Vollum Institute, Oregon Health and Science University, Portland, OR 97239, USA.
Department of Molecular and Medical Genetics, Oregon Health and Science University, Portland, OR 97239, USA.
Cell Rep. 2020 Jul 14;32(2):107878. doi: 10.1016/j.celrep.2020.107878.
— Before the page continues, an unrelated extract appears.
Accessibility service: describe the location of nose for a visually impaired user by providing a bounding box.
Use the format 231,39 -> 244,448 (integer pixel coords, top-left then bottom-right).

Programmable RNA editing is gaining momentum as an approach to repair mutations, but its efficiency in repairing endogenous mutant RNA in complex tissue is unknown. Here we apply this approach to the brain and successfully repair a guanosine-to-adenosine mutation in methyl CpG binding protein 2 RNA that causes the neurodevelopmental disease Rett syndrome. Repair is mediated by hippocampal injections of juvenile Mecp2 mice with an adeno-associated virus expressing the hyperactive catalytic domain of adenosine deaminase acting on RNA 2 and Mecp2 guide. After 1 month, 50% of Mecp2 RNA is recoded in three different hippocampal neuronal populations. MeCP2 protein localization to heterochromatin is restored in neurons to 50% of wild-type levels. Whole-transcriptome RNA analysis of one neuronal population indicates that the majority of off-target editing sites exhibit rates of 30% or less. This study demonstrates that programmable RNA editing can be utilized to repair mutations in mouse models of neurological disease.
RNA 编辑的可编程性作为一种修复突变的方法正在兴起,但它在修复复杂组织中内源性突变 RNA 的效率尚不清楚。在这里,我们将这种方法应用于大脑,并成功修复了导致神经发育疾病雷特综合征的甲基 CpG 结合蛋白 2 RNA 的鸟嘌呤到腺嘌呤突变。修复是通过向幼年 Mecp2 小鼠的海马内注射表达具有活性的腺嘌呤脱氨酶催化结构域的腺相关病毒 2 和 Mecp2 向导来介导的。1 个月后,在三个不同的海马神经元群体中,有 50%的 Mecp2 RNA 被重新编码。神经元中 MeCP2 蛋白定位到异染色质的水平恢复到野生型的 50%。对一个神经元群体的全转录组 RNA 分析表明,大多数脱靶编辑位点的编辑率在 30%或以下。这项研究表明,可编程 RNA 编辑可用于修复神经疾病小鼠模型中的突变。